Since June 2012, Israel has refused asylum seekers entry into its borders except for those who exhibit signs of torture. They turn them back to Egyptian soldiers who shoot those they see close to the border and subject them to inhuman and degrading treatment.
What is to be done?
(1) Pressure needs to be exerted upon:
- The UN: Faster services to refugees, better protection, improved security in the refugee camps and surroundings, better coordination with the local authorities, rehabilitation and assistance for victims of human trafficking.
- Sudan: The Sudanese government must tackle human trafficking in its country, have law enforcement of the border area, deal with corrupt Sudanese border guards and security personnel, and other accomplices to the crime, and to protect the refugees with effective security at the refugee camps.
- Ethiopia: Although the Ethiopian refugee camps have been the safest, the government can do better in apprehending the middlemen who openly work in these camps, luring many innocents into the traps of the Rashaida.
- Egypt: Stop the traffickers and free the victims. Control the Sinai region by putting in better law enforcement and legal actions against the perpetrators. Allow UN access to all the prison and detention centers to visit victims of trafficking and asylum seekers and also, to recognize the hostage and asylum seekers.
- Israel: Comply with international laws and norms for refugees and Geneva conventions. Acknowledge those fleeing persecution as refugees, rather than labeling them as infiltrators. Stop detaining asylum seekers without trial. Stop any planned deportation.
(2) Awareness in refugee camps: many of the refugees trapped by Rashaida or the Arab Bedouin never knew what they were getting into before it was too late. The information they usually get about the outside world is provided from the middlemen themselves. The awareness level is greater now. It requires greater effort from the UN and Eritreans from the diaspora to come up with a better mechanism on how to inform the refugees about all the horror that they face, and on a timely basis.
(3) Focus on Eritrean middlemen: these rogue middlemen should be identified and their origin traced, and all information regarding them be provided for everyone to see. Not only to protect potential victims from these butchers but for legal purposes so that they will not find refuge anywhere else in the world.
(4) Focus on the Eritrean government. The Eritrean government should be told to stop indefinite military service and collaboration with human traffickers and arms smugglers or face consequences. The UN body should be bold enough to take this matter into its hands, perhaps through The Special Rapporteur.

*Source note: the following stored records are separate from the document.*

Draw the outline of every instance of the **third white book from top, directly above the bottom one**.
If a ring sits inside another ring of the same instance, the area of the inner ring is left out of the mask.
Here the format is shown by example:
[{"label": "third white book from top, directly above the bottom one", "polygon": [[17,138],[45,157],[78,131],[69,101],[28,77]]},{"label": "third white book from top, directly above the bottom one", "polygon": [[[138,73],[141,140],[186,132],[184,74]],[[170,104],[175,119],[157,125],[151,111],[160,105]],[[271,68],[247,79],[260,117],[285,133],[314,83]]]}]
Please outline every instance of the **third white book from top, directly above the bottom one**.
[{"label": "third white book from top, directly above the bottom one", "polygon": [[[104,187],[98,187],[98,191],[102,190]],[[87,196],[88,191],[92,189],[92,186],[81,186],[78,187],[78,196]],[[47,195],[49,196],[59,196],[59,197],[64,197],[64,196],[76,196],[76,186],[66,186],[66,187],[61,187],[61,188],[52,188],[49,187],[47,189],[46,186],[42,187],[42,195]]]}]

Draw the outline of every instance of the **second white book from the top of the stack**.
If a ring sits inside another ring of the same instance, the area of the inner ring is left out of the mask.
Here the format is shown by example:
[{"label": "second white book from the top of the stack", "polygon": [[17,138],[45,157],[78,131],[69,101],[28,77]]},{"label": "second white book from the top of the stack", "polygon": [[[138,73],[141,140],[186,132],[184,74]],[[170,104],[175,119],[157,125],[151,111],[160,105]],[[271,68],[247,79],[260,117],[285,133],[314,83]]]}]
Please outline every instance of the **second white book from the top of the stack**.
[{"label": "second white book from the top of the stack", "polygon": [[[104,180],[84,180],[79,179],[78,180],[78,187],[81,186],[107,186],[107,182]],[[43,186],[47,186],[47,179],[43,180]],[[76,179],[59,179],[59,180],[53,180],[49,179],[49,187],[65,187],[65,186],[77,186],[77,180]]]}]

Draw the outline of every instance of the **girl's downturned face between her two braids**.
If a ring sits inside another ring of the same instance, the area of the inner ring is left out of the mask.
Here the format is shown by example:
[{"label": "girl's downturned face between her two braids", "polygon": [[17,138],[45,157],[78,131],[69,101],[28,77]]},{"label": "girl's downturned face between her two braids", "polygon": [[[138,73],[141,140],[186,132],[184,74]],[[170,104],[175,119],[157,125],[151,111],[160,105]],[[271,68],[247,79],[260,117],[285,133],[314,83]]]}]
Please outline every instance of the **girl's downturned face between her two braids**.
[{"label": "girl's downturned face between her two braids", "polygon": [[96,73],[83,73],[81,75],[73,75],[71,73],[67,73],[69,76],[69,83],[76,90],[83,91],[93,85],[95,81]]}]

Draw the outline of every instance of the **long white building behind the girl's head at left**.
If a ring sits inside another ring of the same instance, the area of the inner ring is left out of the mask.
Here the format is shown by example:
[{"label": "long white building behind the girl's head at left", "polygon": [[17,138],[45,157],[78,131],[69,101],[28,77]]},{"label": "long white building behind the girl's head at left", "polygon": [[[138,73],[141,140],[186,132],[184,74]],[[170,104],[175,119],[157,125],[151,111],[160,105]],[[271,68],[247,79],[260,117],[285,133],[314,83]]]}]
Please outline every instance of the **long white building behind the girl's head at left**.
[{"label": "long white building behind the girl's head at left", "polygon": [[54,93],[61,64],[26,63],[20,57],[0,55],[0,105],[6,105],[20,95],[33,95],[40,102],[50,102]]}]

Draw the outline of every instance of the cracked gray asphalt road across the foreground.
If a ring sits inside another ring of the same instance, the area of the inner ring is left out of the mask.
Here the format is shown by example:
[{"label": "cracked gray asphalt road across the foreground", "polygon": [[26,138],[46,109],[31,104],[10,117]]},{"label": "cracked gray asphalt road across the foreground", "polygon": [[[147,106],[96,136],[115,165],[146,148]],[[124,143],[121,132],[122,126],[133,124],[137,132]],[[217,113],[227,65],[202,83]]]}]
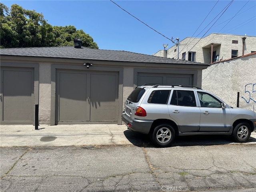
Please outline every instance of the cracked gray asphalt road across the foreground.
[{"label": "cracked gray asphalt road across the foreground", "polygon": [[1,192],[256,191],[255,144],[182,137],[156,148],[140,136],[131,145],[2,147]]}]

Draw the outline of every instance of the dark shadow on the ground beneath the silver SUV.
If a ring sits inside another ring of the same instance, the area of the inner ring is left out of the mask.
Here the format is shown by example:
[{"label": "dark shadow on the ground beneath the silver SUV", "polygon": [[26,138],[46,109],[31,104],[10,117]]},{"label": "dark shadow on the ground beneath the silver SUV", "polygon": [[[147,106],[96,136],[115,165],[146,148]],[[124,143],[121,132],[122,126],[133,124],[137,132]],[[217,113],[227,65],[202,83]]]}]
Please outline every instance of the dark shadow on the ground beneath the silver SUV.
[{"label": "dark shadow on the ground beneath the silver SUV", "polygon": [[[138,147],[156,147],[150,141],[146,134],[133,132],[132,130],[124,131],[126,138],[135,146]],[[250,144],[256,142],[256,139],[250,137],[246,142]],[[172,146],[208,146],[208,145],[223,145],[234,143],[232,136],[229,135],[195,135],[195,136],[176,136]]]}]

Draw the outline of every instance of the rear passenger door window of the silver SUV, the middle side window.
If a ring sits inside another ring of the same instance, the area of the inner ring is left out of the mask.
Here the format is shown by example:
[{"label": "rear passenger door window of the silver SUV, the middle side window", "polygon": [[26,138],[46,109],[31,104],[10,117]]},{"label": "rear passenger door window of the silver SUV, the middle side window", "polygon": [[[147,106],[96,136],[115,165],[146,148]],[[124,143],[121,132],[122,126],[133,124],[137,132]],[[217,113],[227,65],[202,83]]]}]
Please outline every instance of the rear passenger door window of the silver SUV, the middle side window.
[{"label": "rear passenger door window of the silver SUV, the middle side window", "polygon": [[172,99],[170,104],[195,107],[196,99],[195,99],[194,91],[174,90],[172,93]]}]

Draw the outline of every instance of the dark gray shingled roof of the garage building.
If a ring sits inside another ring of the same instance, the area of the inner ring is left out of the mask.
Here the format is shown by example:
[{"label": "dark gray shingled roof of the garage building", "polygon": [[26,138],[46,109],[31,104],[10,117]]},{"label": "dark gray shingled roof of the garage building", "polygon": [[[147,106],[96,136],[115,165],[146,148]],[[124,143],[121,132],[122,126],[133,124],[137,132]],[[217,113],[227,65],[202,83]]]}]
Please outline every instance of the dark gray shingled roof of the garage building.
[{"label": "dark gray shingled roof of the garage building", "polygon": [[145,63],[166,63],[166,64],[193,64],[208,65],[204,63],[176,60],[151,56],[146,54],[133,53],[128,51],[101,50],[87,47],[74,48],[65,47],[33,47],[33,48],[3,48],[0,49],[1,56],[30,56],[46,58],[72,58],[102,61],[121,61],[121,62],[145,62]]}]

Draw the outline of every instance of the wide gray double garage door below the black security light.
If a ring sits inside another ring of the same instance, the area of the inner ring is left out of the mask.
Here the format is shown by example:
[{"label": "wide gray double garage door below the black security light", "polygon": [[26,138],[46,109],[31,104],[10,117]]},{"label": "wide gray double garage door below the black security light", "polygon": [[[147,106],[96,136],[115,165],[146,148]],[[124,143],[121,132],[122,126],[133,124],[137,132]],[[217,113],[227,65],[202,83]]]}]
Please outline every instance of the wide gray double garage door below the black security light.
[{"label": "wide gray double garage door below the black security light", "polygon": [[117,123],[118,72],[57,70],[55,124]]}]

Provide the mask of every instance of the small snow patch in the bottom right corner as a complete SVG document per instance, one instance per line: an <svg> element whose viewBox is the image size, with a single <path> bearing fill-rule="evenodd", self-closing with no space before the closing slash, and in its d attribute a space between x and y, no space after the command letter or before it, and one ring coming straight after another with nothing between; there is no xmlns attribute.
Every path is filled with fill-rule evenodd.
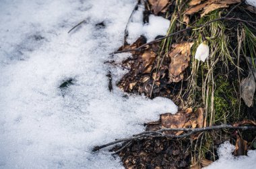
<svg viewBox="0 0 256 169"><path fill-rule="evenodd" d="M205 169L254 169L256 160L256 151L249 150L248 156L238 156L234 157L232 152L234 152L235 147L229 142L224 142L218 148L219 160L213 162L210 166L205 167Z"/></svg>

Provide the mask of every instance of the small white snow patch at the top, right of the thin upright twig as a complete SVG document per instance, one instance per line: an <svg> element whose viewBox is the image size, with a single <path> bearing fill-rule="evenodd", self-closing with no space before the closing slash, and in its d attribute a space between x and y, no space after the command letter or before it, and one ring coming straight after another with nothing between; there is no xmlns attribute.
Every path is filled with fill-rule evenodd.
<svg viewBox="0 0 256 169"><path fill-rule="evenodd" d="M139 6L131 17L131 22L127 26L129 36L127 42L132 44L139 36L146 36L147 42L154 40L157 36L165 36L170 21L164 17L150 15L148 23L143 24L143 6Z"/></svg>

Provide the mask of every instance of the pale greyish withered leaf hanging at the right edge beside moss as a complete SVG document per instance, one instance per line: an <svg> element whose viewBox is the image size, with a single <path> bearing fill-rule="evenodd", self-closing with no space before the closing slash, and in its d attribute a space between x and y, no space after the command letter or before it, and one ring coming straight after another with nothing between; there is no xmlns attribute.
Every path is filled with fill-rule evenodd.
<svg viewBox="0 0 256 169"><path fill-rule="evenodd" d="M255 87L255 79L252 72L250 72L247 78L244 78L241 82L242 98L248 107L253 106Z"/></svg>

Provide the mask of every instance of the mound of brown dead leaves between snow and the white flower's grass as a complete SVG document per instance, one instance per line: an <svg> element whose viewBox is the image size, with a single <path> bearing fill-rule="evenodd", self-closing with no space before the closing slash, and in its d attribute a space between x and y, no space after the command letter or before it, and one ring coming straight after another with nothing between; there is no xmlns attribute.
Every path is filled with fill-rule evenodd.
<svg viewBox="0 0 256 169"><path fill-rule="evenodd" d="M170 97L172 82L180 82L185 78L185 70L191 60L193 43L181 42L173 44L164 58L158 55L159 43L149 45L145 50L137 51L137 47L146 43L141 36L131 46L126 45L119 50L133 49L132 58L124 60L122 66L129 70L119 81L118 86L125 92L144 93L148 97Z"/></svg>

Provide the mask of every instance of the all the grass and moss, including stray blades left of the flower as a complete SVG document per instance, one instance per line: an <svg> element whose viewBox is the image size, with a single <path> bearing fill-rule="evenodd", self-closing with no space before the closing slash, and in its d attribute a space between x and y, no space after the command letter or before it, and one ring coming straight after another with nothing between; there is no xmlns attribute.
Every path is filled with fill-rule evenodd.
<svg viewBox="0 0 256 169"><path fill-rule="evenodd" d="M176 7L170 19L168 34L177 32L179 28L177 23L182 20L178 15L183 10L180 1L176 1ZM184 6L183 6L184 7ZM212 11L204 17L195 17L191 25L201 25L207 21L212 21L221 17L223 10ZM199 18L199 19L198 19ZM221 123L234 123L242 119L241 105L241 72L243 69L239 65L241 57L240 51L244 56L252 58L253 68L256 68L254 58L256 56L256 36L247 25L237 26L236 30L243 32L241 41L230 36L233 30L222 21L214 21L210 25L197 27L192 30L189 41L193 41L191 48L190 74L187 77L187 89L183 91L181 98L187 97L187 107L203 107L205 109L206 125L212 126ZM227 34L229 33L229 34ZM231 38L230 38L231 37ZM241 38L240 37L240 38ZM180 42L183 38L171 37L162 40L160 51L158 52L158 69L162 66L164 57L167 56L172 42ZM197 46L203 41L207 41L210 46L210 56L206 62L195 60L195 51ZM232 41L232 43L230 43ZM238 51L238 52L237 52ZM236 53L237 52L237 53ZM243 65L243 68L245 66ZM157 73L156 73L157 74ZM237 76L234 76L236 74ZM153 84L154 86L154 84ZM216 160L216 147L214 147L214 135L220 139L230 137L229 131L202 133L195 142L191 142L191 162L197 162L197 159L205 158L205 153L212 154L210 160Z"/></svg>

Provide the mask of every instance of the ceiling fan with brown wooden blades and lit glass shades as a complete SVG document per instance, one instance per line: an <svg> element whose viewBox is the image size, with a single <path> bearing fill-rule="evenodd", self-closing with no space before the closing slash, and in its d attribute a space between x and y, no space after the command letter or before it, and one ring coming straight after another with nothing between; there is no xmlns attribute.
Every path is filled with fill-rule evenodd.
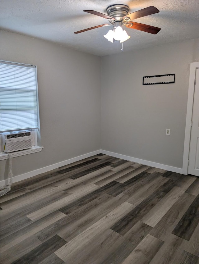
<svg viewBox="0 0 199 264"><path fill-rule="evenodd" d="M122 5L122 4L116 4L116 5L111 5L107 7L106 9L107 15L103 13L99 13L94 10L84 10L84 12L87 12L87 13L90 13L96 16L104 17L107 20L109 20L110 24L98 25L98 26L94 26L91 28L76 31L74 32L75 34L85 32L87 30L99 28L99 27L113 25L113 29L109 30L109 32L106 35L104 35L104 37L111 42L115 40L120 40L120 42L123 42L130 38L127 32L123 30L122 28L123 25L126 26L127 28L145 31L151 34L157 34L160 31L160 28L158 27L131 21L131 20L143 17L143 16L149 16L149 15L160 12L156 7L153 7L153 6L143 8L141 10L135 11L130 14L128 14L129 7L127 5Z"/></svg>

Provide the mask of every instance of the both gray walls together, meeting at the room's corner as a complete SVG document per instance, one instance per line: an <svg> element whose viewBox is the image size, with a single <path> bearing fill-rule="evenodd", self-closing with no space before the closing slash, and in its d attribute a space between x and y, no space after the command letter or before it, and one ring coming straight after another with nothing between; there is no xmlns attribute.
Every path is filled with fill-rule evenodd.
<svg viewBox="0 0 199 264"><path fill-rule="evenodd" d="M44 149L14 158L14 176L100 149L100 127L101 149L182 168L189 70L199 61L199 39L101 59L1 31L1 59L37 65L38 72ZM142 86L143 76L169 73L175 84ZM7 167L2 161L1 180Z"/></svg>

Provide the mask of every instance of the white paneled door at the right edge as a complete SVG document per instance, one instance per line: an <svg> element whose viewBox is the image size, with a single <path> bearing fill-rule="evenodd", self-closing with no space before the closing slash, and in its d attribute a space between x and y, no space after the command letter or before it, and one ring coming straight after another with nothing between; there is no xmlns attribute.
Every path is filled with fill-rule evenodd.
<svg viewBox="0 0 199 264"><path fill-rule="evenodd" d="M199 68L196 69L188 174L199 177Z"/></svg>

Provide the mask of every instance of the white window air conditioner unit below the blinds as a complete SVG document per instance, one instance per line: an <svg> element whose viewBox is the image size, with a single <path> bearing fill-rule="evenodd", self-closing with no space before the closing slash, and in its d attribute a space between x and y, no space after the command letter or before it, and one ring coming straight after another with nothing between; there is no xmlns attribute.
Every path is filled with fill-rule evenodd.
<svg viewBox="0 0 199 264"><path fill-rule="evenodd" d="M2 133L4 152L12 152L32 147L32 135L30 131L17 133Z"/></svg>

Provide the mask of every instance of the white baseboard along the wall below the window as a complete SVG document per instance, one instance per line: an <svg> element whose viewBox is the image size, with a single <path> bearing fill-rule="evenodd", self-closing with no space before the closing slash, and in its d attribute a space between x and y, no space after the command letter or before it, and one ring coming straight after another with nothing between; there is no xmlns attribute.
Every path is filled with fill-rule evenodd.
<svg viewBox="0 0 199 264"><path fill-rule="evenodd" d="M78 156L78 157L71 158L69 160L65 160L65 161L62 161L62 162L58 162L58 163L55 163L55 164L52 164L52 165L37 169L35 171L30 171L30 172L27 172L27 173L24 173L24 174L21 174L21 175L17 175L15 177L13 177L12 181L14 183L14 182L18 182L20 180L25 180L25 179L28 179L30 177L36 176L38 174L41 174L41 173L44 173L44 172L47 172L47 171L51 171L51 170L57 169L59 167L68 165L70 163L73 163L73 162L76 162L76 161L80 161L80 160L86 159L88 157L97 155L99 153L101 153L100 149L96 150L96 151L93 151L93 152L89 152L89 153L83 154L83 155ZM7 185L8 183L9 183L9 179L0 181L0 185L1 186Z"/></svg>

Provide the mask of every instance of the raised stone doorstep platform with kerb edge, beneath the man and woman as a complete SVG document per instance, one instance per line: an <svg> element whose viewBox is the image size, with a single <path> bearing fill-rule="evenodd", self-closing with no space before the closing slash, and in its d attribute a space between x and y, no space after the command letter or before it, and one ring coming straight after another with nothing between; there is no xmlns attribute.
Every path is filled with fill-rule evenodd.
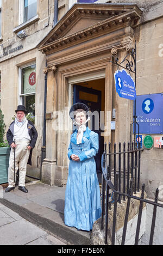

(5) The international community, the African Union, the European Union, and the UN: Condemn these barbaric acts and engage with the countries in the regions – Eritrean, Sudan, Egypt, and Israel.
Thank you very much.
Bio for Elizabeth Chyrum:
Founder and Director of Human Rights Concern Eritrea (HRCE) in London, which has been monitoring the worsening human rights situation in Eritrea and the plight of Eritrean asylum seekers since 2001. HRCE has documented and exposed the abusive practices of the Eritrean government, whichj appears at the bottom of most assessments of human rights and democratic governance. The organization has raised awareness by advocating, lobbying, documenting and conducting educational research.
Elsa Chyrum financed and directed the documentary, Eritrea: Voices of Torture. In January 2013 she was designated Woman of the Year by the Asmarino Independent. She has worked with Amnesty International, Doctors Without Borders, Christian Solidarity Worldwide, and other global organizations. She was instrumental in helping to get the UN Human Rights Council to appoint a Special Rapporteur to Eritrea in December 2012. She was given a Distinguished Medal Award of Excellence from the Eritrean Community for Human Rights and Refugee Protection in recognition for her work in 2009.